O segundo passo da minha manifestação pessoal de revolta contra ser-contra o desapego
veio de forma virtual, ao remover a opção “Desejo
receber notificações dessa pessoa” em alguns perfis.
O que antes
parecia algo tão mesquinho, tão idiota e tão teoricamente fraco de se fazer
acabou me fortalecendo de maneiras que eu nem pensava que fossem possíveis. Eu
não queria não ver aquilo porque era incômodo ou doloroso, mas porque eu
finalmente havia atingido o estado espiritual de pura indiferença. A apoteose
de um “foda-se” bem mandado junto ao zeitgeist de um bom desapego. Eu não
quero saber da sua vida, porque suas atualizações mesquinhas, idiotas e fracas
estão me atrapalhando a ver outras coisas de gente que realmente me importa. E
coisas novas de gente que eu não conheço ainda, mas vai que...
Mas o ápice
da minha marcha a favor do desapego veio mesmo com aquele guarda-chuva. Meses
atrás quando eu era menos preocupado em ser inteligente e sensato, e mais
preocupado em permanecer jovem e apaixonado, eu conheci alguém. Convenhamos que
era alguém boa. Muito boa. Tão boa que até quis me dar amor em troca quando eu
confessei que era isso que eu sentia por ela. E nós fomos felizes... Ah, como
nós fomos felizes! Até não sermos mais. Até eu perceber que aquilo iria acabar
mal, e até ela me fazer perceber que havia feito a escolha certa quando o seu
“não” em resposta ao término se transformou rapidamente em mensagens menos
amigáveis do tipo “você não significou
nada pra mim mesmo” e “boa sorte para
encontrar outra pessoa que te agüente!”. Ah, o amor...
Mas entre o
nascimento e a missa de sétimo dia do nosso amor, houve um guarda-chuva. Um
guarda-chuva que ela me fez comprar quando fomos surpreendidos por uma fria
tempestade que nos empurrou para dentro de um supermercado enquanto esperávamos
ela passar. E entre tentarmos aproveitar aquele tempo para passearmos e sermos
bobos juntos, passamos por uma gôndola de guarda-chuvas. A maioria deles pretos
básicos, e um preto com bolinhas brancas.
“Amor, compra esse!”
“Mas por que logo esse?”
“Porque é bonito!”
As coisas
bobas que fazemos por um amor que está começando são diretamente proporcionais
às atitudes drásticas que tomamos quando ele acaba.

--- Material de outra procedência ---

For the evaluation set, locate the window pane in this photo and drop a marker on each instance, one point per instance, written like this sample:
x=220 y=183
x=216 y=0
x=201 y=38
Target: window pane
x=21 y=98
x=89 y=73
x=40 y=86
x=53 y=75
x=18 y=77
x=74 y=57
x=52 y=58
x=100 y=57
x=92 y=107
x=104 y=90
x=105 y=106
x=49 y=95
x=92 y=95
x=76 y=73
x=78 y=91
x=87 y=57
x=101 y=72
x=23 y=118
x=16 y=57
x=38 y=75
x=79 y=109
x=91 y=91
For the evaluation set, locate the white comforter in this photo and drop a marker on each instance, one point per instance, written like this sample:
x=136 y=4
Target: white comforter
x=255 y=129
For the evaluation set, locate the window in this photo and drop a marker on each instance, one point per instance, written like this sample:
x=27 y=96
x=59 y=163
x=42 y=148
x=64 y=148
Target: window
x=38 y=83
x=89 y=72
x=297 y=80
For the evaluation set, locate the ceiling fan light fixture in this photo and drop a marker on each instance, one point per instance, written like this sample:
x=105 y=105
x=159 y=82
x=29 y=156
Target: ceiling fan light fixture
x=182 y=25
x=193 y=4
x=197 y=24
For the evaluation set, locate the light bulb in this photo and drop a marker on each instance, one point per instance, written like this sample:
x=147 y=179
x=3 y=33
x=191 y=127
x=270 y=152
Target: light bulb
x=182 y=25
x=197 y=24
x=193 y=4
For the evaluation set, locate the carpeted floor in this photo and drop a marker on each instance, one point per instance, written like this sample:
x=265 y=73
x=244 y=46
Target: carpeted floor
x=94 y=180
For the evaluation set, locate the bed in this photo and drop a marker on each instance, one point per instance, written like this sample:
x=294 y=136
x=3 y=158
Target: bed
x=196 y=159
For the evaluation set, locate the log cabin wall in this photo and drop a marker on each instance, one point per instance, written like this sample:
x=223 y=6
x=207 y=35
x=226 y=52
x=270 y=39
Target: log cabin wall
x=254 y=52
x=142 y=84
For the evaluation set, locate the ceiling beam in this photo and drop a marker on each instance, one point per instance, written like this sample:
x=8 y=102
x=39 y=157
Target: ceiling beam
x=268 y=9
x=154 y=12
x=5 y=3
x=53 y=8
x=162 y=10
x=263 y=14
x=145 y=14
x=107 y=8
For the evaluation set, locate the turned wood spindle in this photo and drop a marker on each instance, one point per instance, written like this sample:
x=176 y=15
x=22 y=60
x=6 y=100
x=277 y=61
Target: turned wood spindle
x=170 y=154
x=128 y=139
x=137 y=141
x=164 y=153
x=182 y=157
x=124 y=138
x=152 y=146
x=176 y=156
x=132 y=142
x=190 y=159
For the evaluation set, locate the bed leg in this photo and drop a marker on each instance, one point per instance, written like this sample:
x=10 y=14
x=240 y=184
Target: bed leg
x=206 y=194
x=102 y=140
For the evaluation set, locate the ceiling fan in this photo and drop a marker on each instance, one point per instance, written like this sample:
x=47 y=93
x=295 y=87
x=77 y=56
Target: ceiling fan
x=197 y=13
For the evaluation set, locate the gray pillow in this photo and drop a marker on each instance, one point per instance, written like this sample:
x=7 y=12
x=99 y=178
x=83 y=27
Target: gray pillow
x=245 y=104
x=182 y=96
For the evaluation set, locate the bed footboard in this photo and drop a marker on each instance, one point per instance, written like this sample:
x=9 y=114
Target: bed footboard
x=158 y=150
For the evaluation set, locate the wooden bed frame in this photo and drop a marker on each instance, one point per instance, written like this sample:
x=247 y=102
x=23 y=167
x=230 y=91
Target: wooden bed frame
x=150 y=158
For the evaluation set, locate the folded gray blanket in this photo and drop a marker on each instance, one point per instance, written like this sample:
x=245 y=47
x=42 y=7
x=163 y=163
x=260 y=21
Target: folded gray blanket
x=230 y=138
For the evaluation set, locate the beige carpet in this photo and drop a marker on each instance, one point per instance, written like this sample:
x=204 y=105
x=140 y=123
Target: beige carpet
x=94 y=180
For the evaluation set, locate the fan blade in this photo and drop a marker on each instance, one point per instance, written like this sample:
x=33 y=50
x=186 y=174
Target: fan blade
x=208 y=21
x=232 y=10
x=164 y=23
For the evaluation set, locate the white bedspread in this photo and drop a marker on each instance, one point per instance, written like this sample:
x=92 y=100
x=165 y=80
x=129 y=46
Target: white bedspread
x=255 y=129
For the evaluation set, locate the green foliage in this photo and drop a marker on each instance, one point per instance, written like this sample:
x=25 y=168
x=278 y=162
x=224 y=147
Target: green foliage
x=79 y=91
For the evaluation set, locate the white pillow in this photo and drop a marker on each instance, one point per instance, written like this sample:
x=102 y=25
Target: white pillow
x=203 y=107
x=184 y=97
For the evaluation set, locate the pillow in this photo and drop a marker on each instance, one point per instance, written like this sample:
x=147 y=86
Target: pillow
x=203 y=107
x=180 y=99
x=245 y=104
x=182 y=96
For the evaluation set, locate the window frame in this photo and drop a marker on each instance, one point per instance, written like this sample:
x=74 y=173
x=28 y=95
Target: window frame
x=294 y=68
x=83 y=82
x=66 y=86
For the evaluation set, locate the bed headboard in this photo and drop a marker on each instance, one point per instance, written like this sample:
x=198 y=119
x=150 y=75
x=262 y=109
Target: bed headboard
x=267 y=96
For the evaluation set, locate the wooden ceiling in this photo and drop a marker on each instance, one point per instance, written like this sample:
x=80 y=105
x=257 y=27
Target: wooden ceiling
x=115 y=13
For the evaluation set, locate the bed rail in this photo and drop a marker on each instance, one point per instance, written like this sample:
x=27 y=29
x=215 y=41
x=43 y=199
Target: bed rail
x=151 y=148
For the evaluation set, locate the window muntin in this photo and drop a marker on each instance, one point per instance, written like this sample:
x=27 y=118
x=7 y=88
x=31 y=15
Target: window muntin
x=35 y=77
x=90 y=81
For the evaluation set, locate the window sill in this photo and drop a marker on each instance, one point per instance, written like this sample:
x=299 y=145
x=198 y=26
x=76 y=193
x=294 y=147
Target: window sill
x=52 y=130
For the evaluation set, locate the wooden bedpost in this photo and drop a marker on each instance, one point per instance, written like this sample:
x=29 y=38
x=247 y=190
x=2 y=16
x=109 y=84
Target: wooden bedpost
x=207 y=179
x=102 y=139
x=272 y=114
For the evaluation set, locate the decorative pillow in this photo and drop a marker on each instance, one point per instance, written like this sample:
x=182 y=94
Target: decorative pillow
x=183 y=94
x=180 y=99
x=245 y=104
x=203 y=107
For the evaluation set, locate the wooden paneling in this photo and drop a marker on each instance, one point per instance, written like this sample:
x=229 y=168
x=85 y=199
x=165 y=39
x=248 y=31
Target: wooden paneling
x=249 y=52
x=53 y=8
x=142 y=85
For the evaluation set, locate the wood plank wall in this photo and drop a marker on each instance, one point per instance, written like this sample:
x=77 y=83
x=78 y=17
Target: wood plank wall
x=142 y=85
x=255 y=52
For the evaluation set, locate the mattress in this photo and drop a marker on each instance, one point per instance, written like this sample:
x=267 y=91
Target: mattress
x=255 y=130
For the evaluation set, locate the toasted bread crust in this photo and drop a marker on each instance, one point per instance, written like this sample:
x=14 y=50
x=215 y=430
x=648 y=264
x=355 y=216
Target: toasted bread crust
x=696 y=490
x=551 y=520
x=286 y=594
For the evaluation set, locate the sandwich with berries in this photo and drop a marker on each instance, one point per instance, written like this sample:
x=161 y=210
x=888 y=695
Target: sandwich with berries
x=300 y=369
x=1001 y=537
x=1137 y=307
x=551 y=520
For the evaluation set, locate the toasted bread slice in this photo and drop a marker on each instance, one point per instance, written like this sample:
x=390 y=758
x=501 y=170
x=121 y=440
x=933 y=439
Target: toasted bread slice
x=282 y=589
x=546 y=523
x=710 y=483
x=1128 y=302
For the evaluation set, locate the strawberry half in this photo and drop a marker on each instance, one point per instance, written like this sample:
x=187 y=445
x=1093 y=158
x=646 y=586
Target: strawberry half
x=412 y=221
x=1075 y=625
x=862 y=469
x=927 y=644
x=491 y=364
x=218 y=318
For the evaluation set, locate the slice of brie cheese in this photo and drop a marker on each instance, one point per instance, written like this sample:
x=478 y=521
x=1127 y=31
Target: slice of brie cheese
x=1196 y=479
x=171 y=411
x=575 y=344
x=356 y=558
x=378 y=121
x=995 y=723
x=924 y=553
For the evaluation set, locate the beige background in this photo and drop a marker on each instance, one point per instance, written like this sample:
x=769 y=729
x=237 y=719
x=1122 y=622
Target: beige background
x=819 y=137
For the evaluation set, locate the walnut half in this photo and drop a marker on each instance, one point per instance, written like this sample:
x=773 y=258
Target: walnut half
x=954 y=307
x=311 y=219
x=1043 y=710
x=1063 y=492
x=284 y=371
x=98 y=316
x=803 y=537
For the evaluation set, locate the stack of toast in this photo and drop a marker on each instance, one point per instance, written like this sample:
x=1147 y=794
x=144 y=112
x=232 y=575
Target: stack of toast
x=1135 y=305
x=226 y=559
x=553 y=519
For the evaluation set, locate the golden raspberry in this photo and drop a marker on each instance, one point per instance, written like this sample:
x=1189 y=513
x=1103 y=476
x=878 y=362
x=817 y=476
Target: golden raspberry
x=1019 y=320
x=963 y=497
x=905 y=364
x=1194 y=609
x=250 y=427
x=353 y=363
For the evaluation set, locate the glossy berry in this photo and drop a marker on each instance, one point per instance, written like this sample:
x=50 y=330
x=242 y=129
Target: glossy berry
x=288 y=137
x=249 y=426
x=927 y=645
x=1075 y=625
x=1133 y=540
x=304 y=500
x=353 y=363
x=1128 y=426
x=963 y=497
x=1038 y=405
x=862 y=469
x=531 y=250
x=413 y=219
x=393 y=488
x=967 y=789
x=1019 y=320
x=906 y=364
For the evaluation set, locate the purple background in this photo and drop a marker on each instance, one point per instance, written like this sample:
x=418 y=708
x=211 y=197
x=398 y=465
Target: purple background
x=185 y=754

Acontece que mesmo depois
do amor ter acabado e da ex ter desgastado toda a minha esperança de querer
voltar a usar aquele guarda-chuva, aquilo continuou aqui, jogado em um canto da
casa. E só era lembrado quando já era tarde demais e estava chovendo lá fora, e
eu ficava entre engolir o orgulho e usá-lo, ou tentar usar meu orgulho pra não
me molhar lá fora. Apesar de todas as coisas ridículas que eu já fiz nessa vida,
eu não deixaria de usar um guarda-chuva só porque ele simboliza o irônico auge
do nosso amor, e o souvenir assombrado que sobrou dele. E sim, eu sei o quanto
dizer isso foi ridículo, e o quanto eu continuava a ser ridículo por não querer
jogar aquele guarda-chuva fora. Até aquele dia.
Jogar o
guarda-chuva fora não foi só jogar um guarda-chuva fora, igual se desfazer de
roupas velhas não foi só se desfazer de roupas velhas e etc... Foi um grito de
independência. Um ato de coragem e uma prova de desapego que serviu para
ensinar a me desprender de tudo aquilo que estava empoeirado com saudade e
jogado pelos cantos da minha casa, e que me fazia tropeçar em vês de seguir em
frente e me concentrar em coisas mais importantes como, digamos, pessoas novas
e ser feliz. É com isso que eu me importo agora, e você pode fazer parte disso
ou não, mas coisas não importam mais pra mim. Apenas ações importam. Companhia
importa. Sinceridade importa. Amor importa. Minha casa não é um mausoléu e um
coração não é lugar para acomodar teias de aranha. A faxina só está começando,
mas já me sinto respirando bem melhor. A garganta não tranca mais com falsas
promessas e sorrisos tortos. De agora em diante só felicidade cabe aqui.